Effects of ivermectin on cytokines in cutaneous wounds on day 7 and 21

IL-1α, IL-4, IL-10 and TNF-α levels

The treatment of cutaneous wounds with ivermectin cream (0.03–1%) resulted in a significant increase in IL-1α and TNF- α levels on day 7 when compared to control. The spike in these cytokines on day 7 was reduced to levels significantly lower than that of untreated controls on day 21. All the doses of ivermectin were equally effective in altering IL-1α and TNF- α levels on day 7 and drastically reducing it by day 21. The control levels of both cytokines increased on day 21 when compared to day 7 (Fig. 5). Similar trend was seen with the levels of IL-4 and IL-10 on days 7 and 21. However, the control levels of IL-4 and IL-10 decreased on day 21 compared to day 7 but was not statisitcally significant.

Fig. 5
figure 5

Effects of ivermectin on IL-1α, IL-4, IL-10, and TNF-α levels in cutaneous wounds. Sprague Dawley rats were anaesthetised and excision wounds created as described in the methods. Animals were sacrificed either on day 7 or day 21 post-wounding. The levels of the cytokines on day 7 and day 21 are presented graphically as mean ± SEM. The statistical analysis is by two-Way ANOVA followed by Bonferrroni's post hoc test. Results presented as *p < 0.05, **p < 0.01, ***p < 0.001, ****p < 0.0001 when comapred to the vehicle (naïve) control group and # p < 0.05, ## p < 0.01, ### p < 0.001, #### p < 0.0001 represent comparison between levels on Day 7 and 21 within a group

Effects of Ivermectin on eicosanoids involved in wound repair on day 7 and 21

In all experimental animals, levels of LTB4, PGD2, PGE2 levels increased on day 7 but reduced on day 21. Although not statistically significant, the levels of increases recorded in the ivermectin group (0.03–1%) were higher than the levels in the non-treated controls (Fig. 6).

Fig. 6
figure 6

Effects of ivermectin on LTB4, PGE2 and PGD2 levels in cutaneous wound. Sprague Dawley rats were anaesthetised and excision wounds created as described in the methods. Animals were sacrificed either on day 7 or day 21 post-wounding. The levels of eicosanoids on day 7 and day 21 are presented graphically as as mean ± SEM. The Two-Way ANOVA statistical analysis results are shown as; # p< 0.05, #### p< 0.0001 when levels on day 7 are compared to levels on day 21 of the same group

Discussion

A wound, which is a break in the structural integrity or continuity of a tissue or organ, may not only compromise its physiological and biological function but can provide favorable conditions for microbial survival [1, 3]. Optimal wound healing has become the main objective in clinical settings. Researches across the globe in this domain aim at finding therapeutic agents which can speed up wound healing through all its stages to avoid any possible delays due to comorbidities such as immunosuppressive pathologies, diabetes, cardiovascular diseases, hyperlipidemias, clotting disorders, etc. [4, 15]. Ivermectin has been used in the treatment of parasite-infected wounds in medicine. The main objective of this study was to determine whether ivermectin, a well-known antiparasitic agent, exhibits wound healing property and elucidate the mechanisms involved [16].

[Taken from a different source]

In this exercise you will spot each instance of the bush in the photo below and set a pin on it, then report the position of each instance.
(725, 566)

The skin irritation test was carried out to cogently choose doses of ivermectin that would cause no lesion or toxicity. The Primary Irritation Index for ivermectin was very low (PII < 1) and its LD50 was estimated to be above 10% (w/w). The results corroborate with previous studies [17, 18]. Subsequently, doses below 10% (w/w) were selected for all other experiments, both morphologic and molecular. The choice of 1% (w/w) as the highest dose in all the experiments was informed by its safety based on the dermatotoxicity test results and also supported by clinical evidence of effectiveness in treating inflammatory conditions [16].

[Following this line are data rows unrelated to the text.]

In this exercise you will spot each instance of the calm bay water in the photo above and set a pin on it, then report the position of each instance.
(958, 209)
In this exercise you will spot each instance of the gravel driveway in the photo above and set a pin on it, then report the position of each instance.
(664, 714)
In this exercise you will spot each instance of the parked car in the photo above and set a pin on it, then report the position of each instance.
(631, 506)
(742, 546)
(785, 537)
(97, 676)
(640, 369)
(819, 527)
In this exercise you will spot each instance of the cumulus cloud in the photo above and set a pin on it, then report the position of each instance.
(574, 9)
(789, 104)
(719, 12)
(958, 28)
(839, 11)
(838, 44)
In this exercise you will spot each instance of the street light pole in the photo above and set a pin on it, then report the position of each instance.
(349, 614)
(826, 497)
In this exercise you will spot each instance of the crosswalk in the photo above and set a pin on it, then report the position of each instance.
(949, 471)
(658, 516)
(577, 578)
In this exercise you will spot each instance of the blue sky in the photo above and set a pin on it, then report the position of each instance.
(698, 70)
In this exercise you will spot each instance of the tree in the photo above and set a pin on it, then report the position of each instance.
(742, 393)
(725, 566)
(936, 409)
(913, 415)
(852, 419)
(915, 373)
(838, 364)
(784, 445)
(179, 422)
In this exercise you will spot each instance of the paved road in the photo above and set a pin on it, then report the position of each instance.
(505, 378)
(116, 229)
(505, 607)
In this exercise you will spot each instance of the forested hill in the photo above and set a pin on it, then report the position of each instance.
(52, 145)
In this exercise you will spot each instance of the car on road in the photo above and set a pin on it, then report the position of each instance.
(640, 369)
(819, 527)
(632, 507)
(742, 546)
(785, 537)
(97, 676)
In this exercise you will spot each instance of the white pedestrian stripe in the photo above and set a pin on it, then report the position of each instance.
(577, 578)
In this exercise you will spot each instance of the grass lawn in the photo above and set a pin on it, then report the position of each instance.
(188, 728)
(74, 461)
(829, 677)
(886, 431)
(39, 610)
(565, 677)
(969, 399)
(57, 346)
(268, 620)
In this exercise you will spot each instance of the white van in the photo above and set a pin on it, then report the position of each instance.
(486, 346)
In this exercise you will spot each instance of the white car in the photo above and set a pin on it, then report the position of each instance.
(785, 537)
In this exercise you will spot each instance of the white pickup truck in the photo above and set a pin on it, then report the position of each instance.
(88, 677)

The macroscopic wound healing indices were indicative that optimal wound healing progression by ivermectin is from the lowest to the highest dose. In the study, low doses of ivermectin showed lower signs of toxicity but were equally efficacious as evidenced in the indices such as exudation, edge edema, hyperemia, and granulation tissue. Upon damage, keratinocytes release VEGF and granulocyte-macrophage colony stimulating factor, early response genes, which promote recruitment and proliferation of macrophages, fibroblast, and keratinocytes by modulating cytokines and growth factors [19, 20]. Wound exudation, edema, hyperemia at the early stages are partly due to the leucocyte infiltration into the wounded area. The ability of ivermectin to suppress macroscopic wound healing indices by modulating the acute inflammatory phase may be a confirmation of its purported anti-inflammatory activity. However, the lack of dose-dependency in the effects indicate the possibility of other mechanisms, especially its anti-bacterial activity, contributing to the observed wounding healing effect [21, 22].

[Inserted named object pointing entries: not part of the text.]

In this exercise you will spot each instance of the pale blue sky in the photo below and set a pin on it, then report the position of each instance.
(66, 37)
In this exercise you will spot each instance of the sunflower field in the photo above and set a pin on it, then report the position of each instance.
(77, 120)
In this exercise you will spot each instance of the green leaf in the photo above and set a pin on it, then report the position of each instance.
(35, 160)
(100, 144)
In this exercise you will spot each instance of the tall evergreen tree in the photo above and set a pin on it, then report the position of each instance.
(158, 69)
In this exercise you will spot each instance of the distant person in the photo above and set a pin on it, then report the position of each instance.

Furthermore, the “time to heal” and the percent wound contraction for lower doses of ivermectin showed that they were at least as effective as the higher doses. Morphological evaluation of the wounds at different stages of the healing process indicated minimal scarring and greater restoration with hair re-growth at the lower doses; as such 0.03% (w/w) ivermectin-treated wounds had minimal scarring as compared to the 1% (w/w) ivermectin-treated wounds. Indeed, the minimal scarring and the hair re-growth gave the 0.03% (w/w) ivermectin-treated wounds a higher esthetic effect compared to the higher doses. This difference may be related to ivermectin reducing or altering the formation and/or deposition of collagen fibers. Other agents have been reported to exhibit similar effects [15, 23]. It is also possible that the minimal scarring seen at lower doses of the cream may be partly due to increased wound neo-vascularization induced by ivermectin as well [24]. Furthermore, ivermectin has shown to increase and decrease levels of hydroxyproline on day 7 and day 21 respectively compared to control. Ivermectin’s effects on hydroxyproline turnover on day 21 correlatewell with collagen deposition in wounds measured in this study.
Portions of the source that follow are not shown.